Robust corrective control against fundamental and non-fundamental mode attacks with application to an asynchronous digital system

This article presents a robust model matching corrective control scheme for input/state asynchronous sequential machines (ASMs) vulnerable to both fundamental and non-fundamental mode attacks. Specifically, when non-fundamental mode attacks occur, ASMs undergo unauthorized state transitions in their transient behaviors, reaching faulty states. The attack outcome is exacerbated if non-fundamental mode attacks occur during the procedure of model matching by the controller. We address the necessary and sufficient condition and design procedure for a state-burst-feedback corrective controller that eliminates the adverse effect of both fundamental and non-fundamental mode attacks, while matching the stable-state behavior of the closed-loop system to that of a reference model. To demonstrate the synthesis of the controller and applicability of the proposed scheme, a practical ASM termed the payload data manager and the corrective controller are implemented on field-programmable gate array (FPGA) circuits.

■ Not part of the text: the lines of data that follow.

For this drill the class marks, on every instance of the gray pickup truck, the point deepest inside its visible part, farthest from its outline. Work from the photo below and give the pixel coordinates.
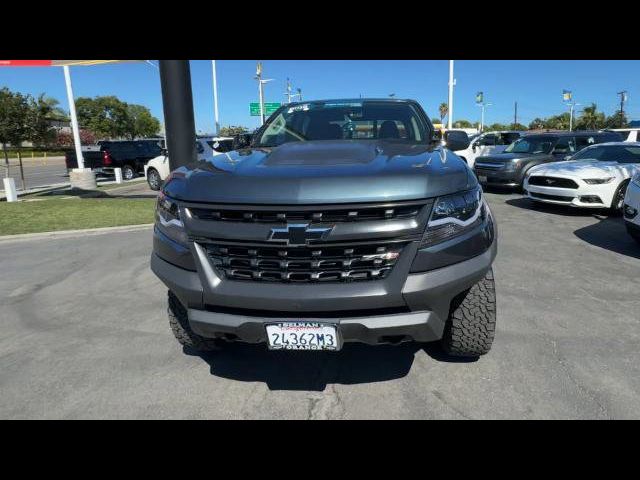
(342, 221)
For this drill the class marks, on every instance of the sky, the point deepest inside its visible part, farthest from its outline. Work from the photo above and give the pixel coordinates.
(535, 84)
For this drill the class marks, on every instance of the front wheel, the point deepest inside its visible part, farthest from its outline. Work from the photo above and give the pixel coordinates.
(471, 326)
(617, 204)
(153, 179)
(179, 322)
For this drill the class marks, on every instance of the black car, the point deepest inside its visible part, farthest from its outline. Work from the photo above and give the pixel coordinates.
(342, 221)
(508, 169)
(129, 155)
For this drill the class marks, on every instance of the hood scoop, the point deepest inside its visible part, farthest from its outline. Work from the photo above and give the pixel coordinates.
(322, 153)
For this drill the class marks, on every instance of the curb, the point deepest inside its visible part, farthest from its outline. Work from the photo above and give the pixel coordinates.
(73, 233)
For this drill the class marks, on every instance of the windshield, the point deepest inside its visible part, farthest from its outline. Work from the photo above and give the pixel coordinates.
(357, 120)
(534, 145)
(610, 153)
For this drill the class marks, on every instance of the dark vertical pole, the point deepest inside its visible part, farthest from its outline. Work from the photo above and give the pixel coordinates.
(177, 101)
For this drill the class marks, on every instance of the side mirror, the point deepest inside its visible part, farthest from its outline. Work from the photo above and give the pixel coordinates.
(242, 140)
(456, 140)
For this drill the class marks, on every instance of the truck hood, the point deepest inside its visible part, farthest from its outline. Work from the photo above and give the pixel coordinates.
(586, 169)
(344, 171)
(506, 157)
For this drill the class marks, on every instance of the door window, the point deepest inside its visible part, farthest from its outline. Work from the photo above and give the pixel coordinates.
(565, 146)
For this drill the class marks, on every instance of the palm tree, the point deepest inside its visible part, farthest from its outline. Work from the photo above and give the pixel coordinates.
(591, 119)
(444, 110)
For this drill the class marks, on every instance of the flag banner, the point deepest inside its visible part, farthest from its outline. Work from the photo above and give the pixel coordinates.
(58, 63)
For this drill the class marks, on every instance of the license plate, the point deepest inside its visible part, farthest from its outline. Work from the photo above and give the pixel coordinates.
(302, 336)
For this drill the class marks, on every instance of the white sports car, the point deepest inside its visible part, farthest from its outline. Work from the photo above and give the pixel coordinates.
(595, 177)
(632, 208)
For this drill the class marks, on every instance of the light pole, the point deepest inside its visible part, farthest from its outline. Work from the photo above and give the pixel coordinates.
(215, 96)
(452, 82)
(288, 92)
(483, 105)
(261, 83)
(74, 118)
(623, 98)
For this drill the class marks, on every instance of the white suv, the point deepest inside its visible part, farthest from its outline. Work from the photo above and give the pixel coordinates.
(487, 144)
(632, 208)
(157, 169)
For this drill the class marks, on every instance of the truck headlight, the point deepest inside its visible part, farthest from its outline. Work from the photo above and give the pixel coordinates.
(454, 215)
(168, 219)
(598, 181)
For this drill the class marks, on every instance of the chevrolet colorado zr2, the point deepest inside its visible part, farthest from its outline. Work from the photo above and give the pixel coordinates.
(342, 221)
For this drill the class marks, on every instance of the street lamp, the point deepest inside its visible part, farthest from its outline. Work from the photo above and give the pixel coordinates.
(483, 105)
(261, 83)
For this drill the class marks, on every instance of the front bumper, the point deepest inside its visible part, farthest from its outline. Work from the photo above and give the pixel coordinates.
(600, 196)
(498, 177)
(363, 311)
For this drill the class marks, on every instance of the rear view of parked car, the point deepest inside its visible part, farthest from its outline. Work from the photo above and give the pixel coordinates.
(508, 169)
(207, 147)
(632, 208)
(596, 177)
(130, 156)
(488, 144)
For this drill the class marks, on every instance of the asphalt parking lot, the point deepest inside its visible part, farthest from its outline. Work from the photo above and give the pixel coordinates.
(85, 335)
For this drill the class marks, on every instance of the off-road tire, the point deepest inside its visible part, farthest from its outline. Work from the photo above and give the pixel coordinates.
(182, 331)
(128, 172)
(153, 179)
(471, 325)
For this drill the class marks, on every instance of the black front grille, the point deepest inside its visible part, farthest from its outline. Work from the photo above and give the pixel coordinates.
(323, 263)
(557, 198)
(554, 182)
(284, 215)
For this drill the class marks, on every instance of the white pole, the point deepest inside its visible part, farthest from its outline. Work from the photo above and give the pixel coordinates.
(74, 118)
(450, 108)
(215, 96)
(260, 84)
(10, 189)
(571, 116)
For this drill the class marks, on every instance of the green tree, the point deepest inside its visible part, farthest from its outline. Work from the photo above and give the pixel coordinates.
(495, 127)
(443, 109)
(617, 120)
(558, 122)
(14, 119)
(41, 113)
(590, 119)
(140, 122)
(463, 124)
(106, 116)
(537, 124)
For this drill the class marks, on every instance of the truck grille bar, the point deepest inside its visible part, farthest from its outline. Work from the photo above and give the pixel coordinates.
(357, 213)
(315, 263)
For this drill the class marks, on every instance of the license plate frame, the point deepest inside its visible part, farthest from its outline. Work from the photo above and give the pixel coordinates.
(306, 333)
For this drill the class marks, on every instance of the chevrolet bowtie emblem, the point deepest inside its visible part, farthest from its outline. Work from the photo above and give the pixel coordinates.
(298, 234)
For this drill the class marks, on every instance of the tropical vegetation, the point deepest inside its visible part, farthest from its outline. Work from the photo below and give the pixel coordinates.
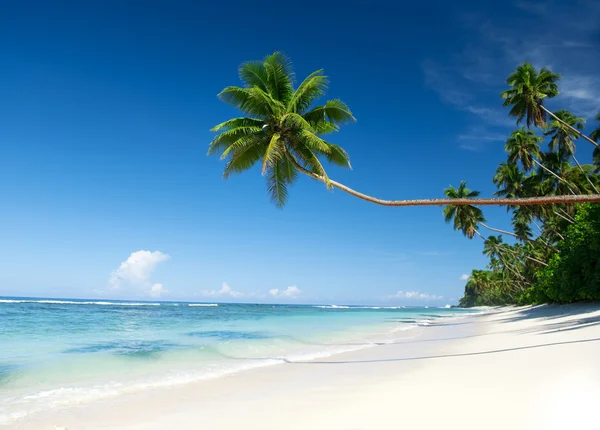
(552, 199)
(285, 132)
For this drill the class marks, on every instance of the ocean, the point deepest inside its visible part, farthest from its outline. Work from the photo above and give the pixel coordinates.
(57, 352)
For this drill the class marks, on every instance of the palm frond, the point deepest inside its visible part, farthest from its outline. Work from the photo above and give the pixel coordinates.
(279, 77)
(334, 112)
(244, 158)
(338, 156)
(273, 153)
(226, 138)
(238, 122)
(313, 87)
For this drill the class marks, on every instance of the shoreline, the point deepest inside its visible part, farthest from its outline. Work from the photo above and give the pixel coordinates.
(505, 361)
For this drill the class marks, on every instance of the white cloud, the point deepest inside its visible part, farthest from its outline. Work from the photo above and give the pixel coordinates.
(156, 290)
(136, 271)
(415, 295)
(225, 291)
(563, 37)
(290, 292)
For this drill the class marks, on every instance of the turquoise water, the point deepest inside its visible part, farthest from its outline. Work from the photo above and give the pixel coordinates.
(57, 352)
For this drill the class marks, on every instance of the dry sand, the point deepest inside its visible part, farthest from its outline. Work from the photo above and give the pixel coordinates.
(513, 368)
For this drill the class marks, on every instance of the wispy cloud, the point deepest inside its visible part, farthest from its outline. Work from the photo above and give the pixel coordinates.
(289, 292)
(435, 254)
(135, 273)
(225, 291)
(562, 35)
(415, 295)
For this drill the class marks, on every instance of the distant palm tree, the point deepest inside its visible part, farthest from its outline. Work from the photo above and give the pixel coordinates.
(528, 90)
(523, 146)
(465, 218)
(283, 132)
(562, 138)
(596, 136)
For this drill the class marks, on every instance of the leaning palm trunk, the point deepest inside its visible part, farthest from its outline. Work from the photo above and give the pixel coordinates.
(573, 129)
(525, 201)
(585, 174)
(555, 175)
(522, 238)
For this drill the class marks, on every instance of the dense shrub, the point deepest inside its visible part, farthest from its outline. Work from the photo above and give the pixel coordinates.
(574, 273)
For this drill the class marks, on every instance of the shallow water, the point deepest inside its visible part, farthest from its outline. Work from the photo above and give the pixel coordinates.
(57, 352)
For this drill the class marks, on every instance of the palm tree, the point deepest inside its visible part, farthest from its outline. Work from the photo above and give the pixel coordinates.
(465, 218)
(491, 247)
(523, 146)
(281, 129)
(528, 89)
(510, 181)
(596, 136)
(563, 138)
(284, 132)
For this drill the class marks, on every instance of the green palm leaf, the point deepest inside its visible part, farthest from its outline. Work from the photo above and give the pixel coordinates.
(280, 130)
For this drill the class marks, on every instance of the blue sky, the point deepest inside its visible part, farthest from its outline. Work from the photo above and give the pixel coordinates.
(106, 189)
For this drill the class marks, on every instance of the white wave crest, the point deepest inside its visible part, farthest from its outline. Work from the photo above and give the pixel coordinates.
(68, 302)
(332, 307)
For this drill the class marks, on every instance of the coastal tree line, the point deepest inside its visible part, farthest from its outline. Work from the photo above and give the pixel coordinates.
(550, 196)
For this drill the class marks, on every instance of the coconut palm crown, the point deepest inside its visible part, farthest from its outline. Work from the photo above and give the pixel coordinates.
(465, 218)
(281, 129)
(528, 89)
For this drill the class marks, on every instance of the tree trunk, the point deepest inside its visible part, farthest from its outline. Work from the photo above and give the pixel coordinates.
(525, 201)
(571, 128)
(524, 239)
(555, 175)
(585, 174)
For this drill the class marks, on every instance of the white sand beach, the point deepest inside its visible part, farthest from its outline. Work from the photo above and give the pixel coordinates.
(513, 368)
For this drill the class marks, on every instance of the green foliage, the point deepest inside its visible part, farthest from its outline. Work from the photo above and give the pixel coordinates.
(559, 257)
(281, 130)
(574, 274)
(528, 89)
(465, 217)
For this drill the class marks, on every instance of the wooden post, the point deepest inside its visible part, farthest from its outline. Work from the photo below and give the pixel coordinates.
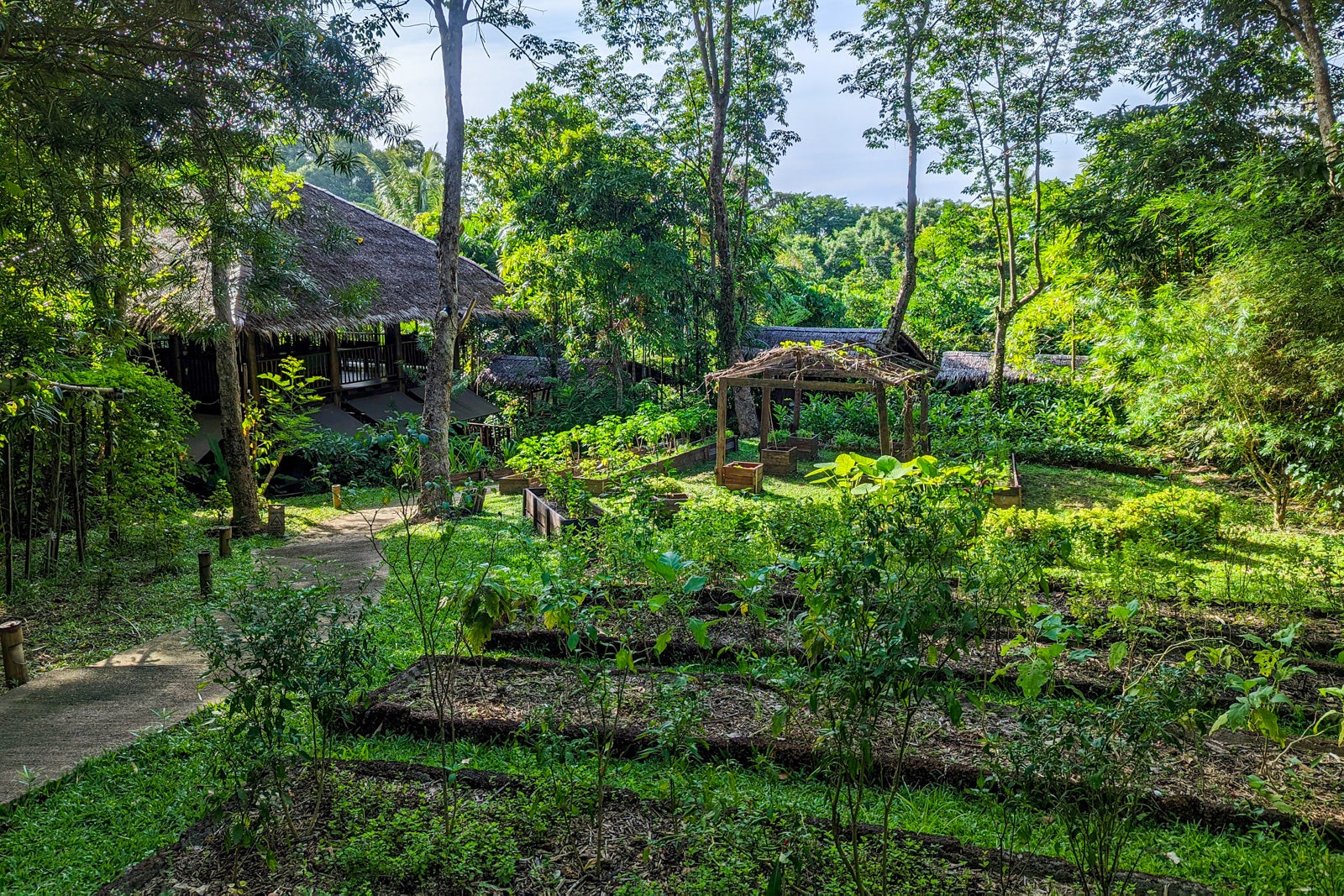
(203, 570)
(276, 520)
(721, 456)
(253, 379)
(907, 425)
(333, 362)
(8, 517)
(766, 416)
(925, 448)
(884, 423)
(11, 645)
(394, 354)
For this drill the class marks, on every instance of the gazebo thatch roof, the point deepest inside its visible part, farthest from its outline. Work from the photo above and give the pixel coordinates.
(523, 372)
(828, 363)
(864, 336)
(354, 269)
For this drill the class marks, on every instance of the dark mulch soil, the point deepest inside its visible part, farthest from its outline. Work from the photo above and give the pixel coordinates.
(504, 698)
(645, 844)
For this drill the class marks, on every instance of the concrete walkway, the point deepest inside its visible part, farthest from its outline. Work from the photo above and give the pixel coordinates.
(62, 718)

Experimental results are provided on model matching and robust corrective control overcoming both fundamental and non-fundamental mode attacks. •Asynchronous sequential machines vulnerable to cyber attacks.•Existence of both fundamental mode and non-fundamental mode attacks.•Model matching controller resilient against (non-)fundamental mode attacks.•Implementation of asynchronous digital systems with (non-)fundamental mode attacks.•Experimental verification on the FPGA circuit.